Or maybe Helen was nothing like Anna at all.
And maybe I should’ve stopped pondering the two women in the same breath altogether.
I held up her coat and she slipped her arms in the sleeves, tickling me with the fine ends of her hair as she pulled it free from her collar. I wanted to bury my face there and breath her in and say sorry all over again. Sorry for everything. Sorry for meaning it, and sorry for not. I swallowed it down and took my car keys from my pocket.
“Need a lift?”
She shook her head, and it bothered me more than it should. “I’ll walk. Clear my head.”
“If you’re sure.”
She didn’t even answer, just held up a hand and left me, her dainty steps taking her further and further away, until she rounded the corner at the school gates and disappeared from view.
I could have kicked myself.
I went back inside and returned to the hall and I stared at the painting she’d done. I saw her there, looking so lovely in that pale turquoise shirt, so grown up, responsible, talented. I could still smell her, too, the fragrance of innocence on her scarf and on her coat. I’d wanted to hold her. Wanted to enjoy the feel of her as we worked together. Wanted the juniors to disappear and leave us alone. Wanted to hold her sweet face in my hands and peel her clothes away. Helen Palmer, what the hell are you doing to me? I made myself a coffee and pulled up a chair and scoured her painting, every stroke, every stipple, the way she’d used light and shade for effect, just as I’d taught her. And the reality was clear to me – I wanted to teach Helen Palmer a whole lot more.
I locked up and headed to my car, turning up the stereo and taking off into the countryside. I circled Much Arlock, my regular jaunt, then put my foot down on the bypass to hear the engine roar. The sun was going down behind Merton Ridge, casting amber shadows over the hillside, and I got the calling. The familiar pull of the river from over the hedgerow.
I pulled into the turnoff, and coasted the car to the fence, taking in a breath of air as I wound down the window.
Helen, Helen, Helen.
I grabbed my phone from the glove compartment and called up her details.

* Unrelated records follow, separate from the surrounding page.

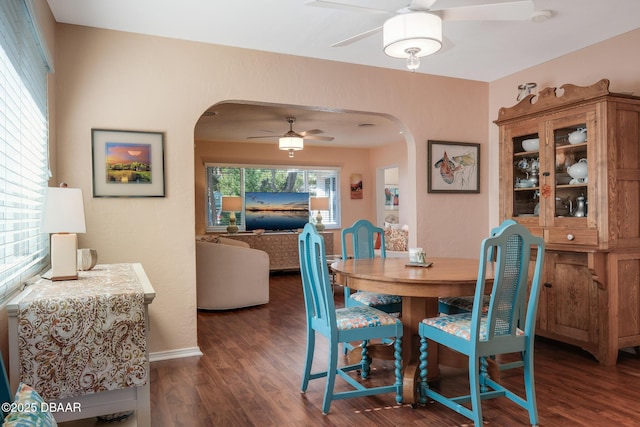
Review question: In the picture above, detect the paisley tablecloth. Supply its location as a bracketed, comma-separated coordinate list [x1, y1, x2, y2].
[18, 264, 149, 400]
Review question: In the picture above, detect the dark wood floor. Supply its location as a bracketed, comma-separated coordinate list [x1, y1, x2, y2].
[151, 274, 640, 427]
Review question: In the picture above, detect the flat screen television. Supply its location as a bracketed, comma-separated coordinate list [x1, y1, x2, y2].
[244, 192, 309, 231]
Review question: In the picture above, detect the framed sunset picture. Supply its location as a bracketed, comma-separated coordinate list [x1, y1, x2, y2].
[91, 129, 165, 197]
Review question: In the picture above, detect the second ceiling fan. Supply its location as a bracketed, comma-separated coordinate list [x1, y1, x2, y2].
[247, 116, 334, 157]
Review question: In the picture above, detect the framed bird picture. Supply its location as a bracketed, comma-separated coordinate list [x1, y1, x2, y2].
[427, 140, 480, 193]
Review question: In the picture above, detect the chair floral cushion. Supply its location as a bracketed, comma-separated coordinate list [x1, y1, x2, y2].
[2, 383, 58, 427]
[422, 313, 524, 341]
[351, 291, 402, 306]
[336, 305, 400, 331]
[384, 227, 409, 251]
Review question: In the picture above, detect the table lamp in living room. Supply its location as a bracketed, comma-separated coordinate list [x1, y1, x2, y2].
[311, 197, 329, 231]
[41, 184, 87, 280]
[222, 196, 242, 234]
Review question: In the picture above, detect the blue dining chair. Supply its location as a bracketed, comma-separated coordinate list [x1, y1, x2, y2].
[341, 219, 402, 313]
[418, 222, 544, 427]
[438, 219, 516, 314]
[298, 224, 402, 414]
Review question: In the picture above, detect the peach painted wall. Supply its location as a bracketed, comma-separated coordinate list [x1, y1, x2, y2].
[489, 30, 640, 231]
[56, 24, 489, 352]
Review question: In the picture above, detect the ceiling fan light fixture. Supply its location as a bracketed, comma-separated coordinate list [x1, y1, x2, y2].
[278, 136, 304, 157]
[382, 12, 442, 70]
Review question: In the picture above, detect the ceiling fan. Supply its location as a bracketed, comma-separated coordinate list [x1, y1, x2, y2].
[305, 0, 551, 71]
[247, 116, 334, 157]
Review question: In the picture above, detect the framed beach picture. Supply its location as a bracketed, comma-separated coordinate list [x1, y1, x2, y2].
[91, 129, 165, 197]
[349, 173, 362, 199]
[427, 141, 480, 193]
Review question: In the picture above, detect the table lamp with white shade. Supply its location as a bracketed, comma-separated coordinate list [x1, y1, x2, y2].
[222, 196, 242, 234]
[41, 184, 87, 280]
[311, 197, 329, 231]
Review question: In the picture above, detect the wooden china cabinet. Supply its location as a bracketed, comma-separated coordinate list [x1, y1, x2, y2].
[495, 79, 640, 365]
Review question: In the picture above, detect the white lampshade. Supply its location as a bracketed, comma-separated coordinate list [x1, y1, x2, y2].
[310, 197, 329, 231]
[40, 187, 87, 280]
[222, 196, 242, 212]
[382, 12, 442, 58]
[40, 187, 87, 233]
[222, 196, 242, 234]
[311, 197, 329, 211]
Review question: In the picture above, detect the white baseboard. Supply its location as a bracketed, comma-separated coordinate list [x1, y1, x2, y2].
[149, 347, 202, 362]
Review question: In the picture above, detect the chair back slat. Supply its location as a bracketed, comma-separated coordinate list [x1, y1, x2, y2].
[341, 219, 387, 259]
[298, 223, 336, 329]
[472, 221, 544, 341]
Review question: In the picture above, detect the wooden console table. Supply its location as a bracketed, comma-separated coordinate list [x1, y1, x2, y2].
[7, 263, 155, 427]
[222, 231, 333, 271]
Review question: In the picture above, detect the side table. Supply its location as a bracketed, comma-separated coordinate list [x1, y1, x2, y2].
[7, 263, 155, 427]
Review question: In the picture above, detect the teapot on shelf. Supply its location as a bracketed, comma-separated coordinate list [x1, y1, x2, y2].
[571, 196, 587, 217]
[567, 159, 587, 183]
[569, 128, 587, 144]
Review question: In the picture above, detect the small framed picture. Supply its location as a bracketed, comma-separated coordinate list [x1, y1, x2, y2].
[427, 141, 480, 193]
[91, 129, 165, 197]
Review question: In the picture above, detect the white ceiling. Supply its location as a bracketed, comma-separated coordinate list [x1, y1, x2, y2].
[47, 0, 640, 149]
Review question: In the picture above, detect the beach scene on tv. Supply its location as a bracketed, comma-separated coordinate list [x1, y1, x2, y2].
[245, 192, 309, 230]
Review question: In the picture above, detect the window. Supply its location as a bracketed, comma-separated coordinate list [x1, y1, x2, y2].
[205, 164, 340, 232]
[0, 0, 49, 299]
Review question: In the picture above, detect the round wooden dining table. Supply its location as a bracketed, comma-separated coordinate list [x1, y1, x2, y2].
[331, 257, 493, 404]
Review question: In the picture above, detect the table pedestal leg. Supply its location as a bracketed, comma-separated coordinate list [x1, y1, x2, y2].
[402, 297, 439, 404]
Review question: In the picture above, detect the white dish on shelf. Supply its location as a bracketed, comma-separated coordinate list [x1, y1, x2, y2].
[516, 181, 534, 188]
[522, 138, 540, 151]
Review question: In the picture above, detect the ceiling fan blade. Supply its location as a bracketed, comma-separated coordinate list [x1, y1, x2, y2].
[300, 129, 324, 136]
[247, 135, 281, 139]
[407, 0, 438, 11]
[305, 0, 393, 15]
[304, 135, 335, 141]
[438, 0, 533, 21]
[331, 26, 382, 47]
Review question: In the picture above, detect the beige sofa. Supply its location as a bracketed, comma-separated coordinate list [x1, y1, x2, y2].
[196, 236, 269, 310]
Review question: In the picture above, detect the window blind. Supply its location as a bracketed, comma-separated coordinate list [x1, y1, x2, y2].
[0, 0, 49, 300]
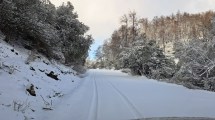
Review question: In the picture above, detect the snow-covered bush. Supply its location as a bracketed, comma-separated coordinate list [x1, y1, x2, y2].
[173, 39, 215, 90]
[120, 41, 175, 79]
[0, 0, 92, 66]
[13, 100, 30, 113]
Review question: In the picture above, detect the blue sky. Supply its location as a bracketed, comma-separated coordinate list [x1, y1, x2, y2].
[51, 0, 215, 59]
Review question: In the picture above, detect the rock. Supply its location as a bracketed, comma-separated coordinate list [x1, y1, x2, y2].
[26, 84, 36, 96]
[46, 71, 59, 80]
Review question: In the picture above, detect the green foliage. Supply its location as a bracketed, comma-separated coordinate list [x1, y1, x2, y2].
[121, 41, 175, 79]
[0, 0, 93, 65]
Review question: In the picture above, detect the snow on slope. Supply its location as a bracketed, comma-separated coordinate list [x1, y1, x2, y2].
[41, 69, 215, 120]
[0, 36, 81, 120]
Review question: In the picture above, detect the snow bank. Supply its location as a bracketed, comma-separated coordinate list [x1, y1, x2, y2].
[0, 35, 81, 120]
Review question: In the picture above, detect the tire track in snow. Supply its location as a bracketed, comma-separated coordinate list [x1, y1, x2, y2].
[88, 73, 98, 120]
[105, 80, 143, 119]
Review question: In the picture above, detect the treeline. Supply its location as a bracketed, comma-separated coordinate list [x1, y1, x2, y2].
[92, 11, 215, 91]
[0, 0, 93, 65]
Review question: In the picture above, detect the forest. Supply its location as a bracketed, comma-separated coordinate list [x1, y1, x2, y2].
[0, 0, 93, 66]
[93, 11, 215, 91]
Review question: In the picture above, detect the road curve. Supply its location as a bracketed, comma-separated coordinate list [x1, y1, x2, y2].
[43, 70, 215, 120]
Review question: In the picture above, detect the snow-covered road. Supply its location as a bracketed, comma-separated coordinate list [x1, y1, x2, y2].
[42, 70, 215, 120]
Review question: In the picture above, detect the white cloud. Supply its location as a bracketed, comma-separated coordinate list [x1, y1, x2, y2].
[51, 0, 215, 58]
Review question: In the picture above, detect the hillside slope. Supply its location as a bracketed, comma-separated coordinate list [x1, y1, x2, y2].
[0, 35, 81, 120]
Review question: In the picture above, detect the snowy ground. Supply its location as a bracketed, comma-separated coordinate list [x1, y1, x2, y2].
[0, 37, 81, 120]
[43, 70, 215, 120]
[0, 35, 215, 120]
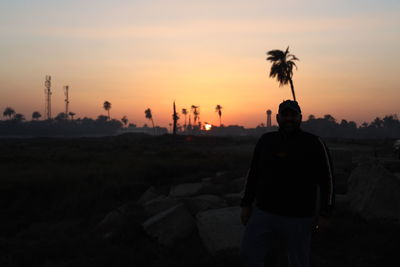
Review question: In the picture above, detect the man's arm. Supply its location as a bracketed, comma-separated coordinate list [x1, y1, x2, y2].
[318, 137, 335, 217]
[240, 136, 263, 207]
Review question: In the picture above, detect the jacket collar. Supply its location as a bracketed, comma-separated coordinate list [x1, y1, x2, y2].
[278, 127, 302, 138]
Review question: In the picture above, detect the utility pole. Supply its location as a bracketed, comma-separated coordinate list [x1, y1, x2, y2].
[64, 85, 69, 119]
[44, 75, 51, 120]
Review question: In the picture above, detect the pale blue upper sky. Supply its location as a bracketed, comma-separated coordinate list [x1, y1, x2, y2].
[0, 0, 400, 126]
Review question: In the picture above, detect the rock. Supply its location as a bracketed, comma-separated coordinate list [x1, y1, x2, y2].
[143, 196, 179, 216]
[329, 148, 353, 171]
[181, 195, 228, 215]
[335, 168, 350, 194]
[380, 158, 400, 173]
[335, 194, 350, 207]
[223, 192, 243, 206]
[169, 183, 204, 197]
[196, 206, 244, 254]
[347, 158, 400, 223]
[137, 186, 159, 205]
[210, 171, 229, 184]
[200, 182, 229, 195]
[142, 203, 196, 247]
[228, 177, 246, 193]
[95, 203, 144, 240]
[201, 177, 212, 183]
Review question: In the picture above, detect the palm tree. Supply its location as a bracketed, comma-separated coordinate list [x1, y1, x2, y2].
[3, 107, 15, 119]
[68, 111, 76, 120]
[182, 108, 187, 130]
[191, 105, 200, 124]
[32, 111, 42, 120]
[267, 46, 299, 101]
[144, 108, 156, 135]
[172, 101, 179, 136]
[14, 113, 25, 122]
[103, 101, 111, 120]
[121, 115, 128, 127]
[215, 105, 222, 127]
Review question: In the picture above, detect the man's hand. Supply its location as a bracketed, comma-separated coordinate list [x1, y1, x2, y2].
[240, 207, 252, 225]
[314, 216, 331, 232]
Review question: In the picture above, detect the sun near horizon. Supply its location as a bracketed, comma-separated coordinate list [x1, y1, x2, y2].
[0, 0, 400, 127]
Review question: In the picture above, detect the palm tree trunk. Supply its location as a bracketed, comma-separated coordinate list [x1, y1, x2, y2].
[289, 78, 296, 101]
[151, 118, 156, 135]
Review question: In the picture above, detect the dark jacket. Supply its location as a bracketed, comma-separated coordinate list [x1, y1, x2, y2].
[240, 128, 335, 217]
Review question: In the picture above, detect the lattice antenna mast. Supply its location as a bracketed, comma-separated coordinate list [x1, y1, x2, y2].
[64, 85, 69, 118]
[44, 75, 51, 120]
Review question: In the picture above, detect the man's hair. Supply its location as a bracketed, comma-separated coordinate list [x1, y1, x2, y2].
[278, 99, 301, 114]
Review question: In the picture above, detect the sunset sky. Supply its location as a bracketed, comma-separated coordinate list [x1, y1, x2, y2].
[0, 0, 400, 127]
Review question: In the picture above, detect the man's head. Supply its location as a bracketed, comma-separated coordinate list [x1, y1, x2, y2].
[276, 100, 302, 132]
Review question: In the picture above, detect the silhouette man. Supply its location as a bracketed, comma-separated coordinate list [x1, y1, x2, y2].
[240, 100, 335, 267]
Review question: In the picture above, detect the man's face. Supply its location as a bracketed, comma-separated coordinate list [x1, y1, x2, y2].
[276, 108, 302, 131]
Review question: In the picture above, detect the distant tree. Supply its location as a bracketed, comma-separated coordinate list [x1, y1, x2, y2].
[361, 121, 368, 128]
[3, 107, 15, 119]
[324, 114, 336, 123]
[267, 46, 299, 101]
[32, 111, 42, 120]
[68, 111, 76, 120]
[191, 105, 200, 125]
[54, 112, 67, 121]
[144, 108, 156, 135]
[182, 108, 188, 130]
[14, 113, 25, 122]
[121, 115, 128, 127]
[103, 101, 111, 120]
[96, 115, 109, 122]
[215, 105, 222, 127]
[382, 114, 399, 129]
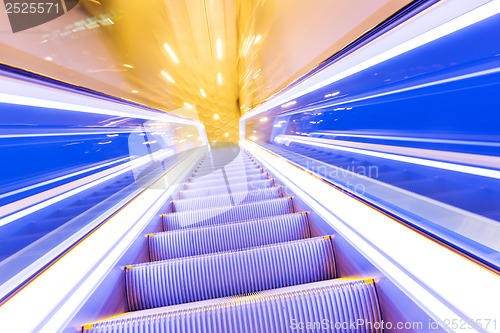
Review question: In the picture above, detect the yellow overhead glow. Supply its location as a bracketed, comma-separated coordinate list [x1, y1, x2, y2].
[161, 71, 175, 83]
[217, 38, 222, 59]
[163, 43, 179, 64]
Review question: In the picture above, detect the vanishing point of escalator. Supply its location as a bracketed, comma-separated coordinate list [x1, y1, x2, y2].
[83, 148, 381, 333]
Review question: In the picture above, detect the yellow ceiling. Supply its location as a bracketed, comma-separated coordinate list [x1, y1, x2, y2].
[0, 0, 410, 142]
[82, 0, 239, 142]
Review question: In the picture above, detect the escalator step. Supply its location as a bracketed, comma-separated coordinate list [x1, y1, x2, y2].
[83, 279, 383, 333]
[188, 167, 262, 181]
[185, 173, 267, 190]
[195, 161, 257, 172]
[148, 212, 310, 261]
[163, 197, 294, 231]
[179, 179, 274, 200]
[172, 187, 283, 212]
[125, 237, 335, 311]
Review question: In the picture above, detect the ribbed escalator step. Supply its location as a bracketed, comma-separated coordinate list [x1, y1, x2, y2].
[148, 212, 310, 261]
[163, 197, 294, 231]
[188, 167, 263, 182]
[195, 161, 257, 172]
[125, 237, 335, 311]
[83, 279, 383, 333]
[179, 179, 274, 200]
[185, 173, 268, 190]
[173, 187, 283, 212]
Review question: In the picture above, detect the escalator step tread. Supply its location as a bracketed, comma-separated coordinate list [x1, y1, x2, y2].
[173, 187, 283, 212]
[83, 279, 382, 333]
[125, 237, 335, 311]
[148, 212, 310, 261]
[179, 179, 274, 199]
[163, 197, 294, 231]
[188, 166, 263, 182]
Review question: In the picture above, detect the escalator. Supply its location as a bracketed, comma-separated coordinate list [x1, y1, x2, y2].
[83, 151, 382, 333]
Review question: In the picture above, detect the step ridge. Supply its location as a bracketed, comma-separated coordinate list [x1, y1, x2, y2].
[172, 187, 283, 212]
[125, 237, 335, 311]
[162, 197, 294, 231]
[184, 173, 268, 190]
[148, 212, 310, 261]
[178, 178, 274, 200]
[83, 279, 383, 333]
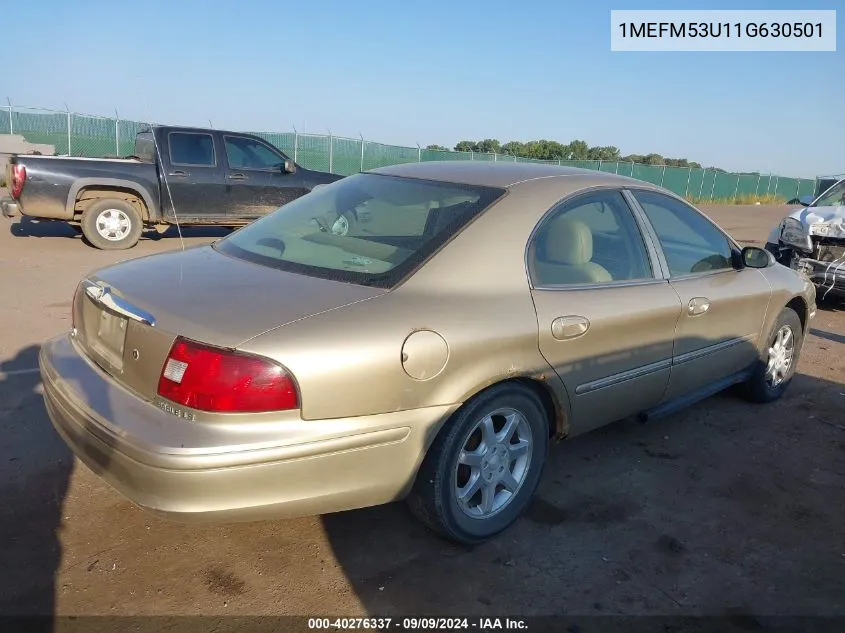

I typed up a pointless text, then deleted it only to type up another. There was no point.
I’d just have to hope she turned up tomorrow.
And that’s when I saw her, perched on top of the rickety old picnic bench with her knees pressed to her mouth as she stared upstream.
Great minds.
I stepped out and closed the gap, clearing my throat to announce my presence, only she didn’t look at me.
“Sorry,” she said, wide-eyed and sheepish. “I know this is your place. I just wanted some time. I thought if I stayed still you might not see me.”
“Not at all,” I said. “Should I leave? I don’t want to interrupt.”
She shook her head and patted the table. I clambered up next to her and crossed my legs at the ankles.
I took a breath. “You asked me if I was happy, and the answer is, I don’t know. I like to think I’m happy.”
“You think you’re happy?”
“Most of the time.”
“But do you feel it?”
“I’m not sure.”
“Then you’re not.” She said the answer so matter of factly that I looked across at her afresh. With her uniform stripped away a lot of her girlishness had been stripped away with it. “Why do you think you’re too old for dreams? Nobody is too old for dreams, Mr Roberts.”
“Sometimes people lose their sense of dreams, Helen.”
“And that’s what’s happened to you?”
I smiled, sadly, and the pain in my chest ached in memory. “Yes, that’s what’s happened to me.”
“So, you’ve only lost them… you could find them again, no?”
“I didn’t realise they were missing.”
She pulled a face, and that girlishness was back. “How could you not realise you stopped dreaming?”
I could have given her some light-hearted answer and changed the subject, but it wouldn’t have done justice to her intuition… to her.
“Sometimes people break, Helen. Sometimes they break so badly it’s all they can remember to do just to breathe. And that’s all they do. Breathe. Day after day until they can take a little breath without it hurting. Dreams change in that place. They become about that one little breath, and maybe the one after it…”
She looked so small and fragile, her knees pressed to her lips as she stared at me. Her eyes were glassy but alive, fixed on mine.
“…and it’s easy to forget the dreams they had before they broke into pieces. Sometimes the chasm between the inner and outer never quite heals. Sometimes the person doesn’t even realise, doesn’t even want to know.”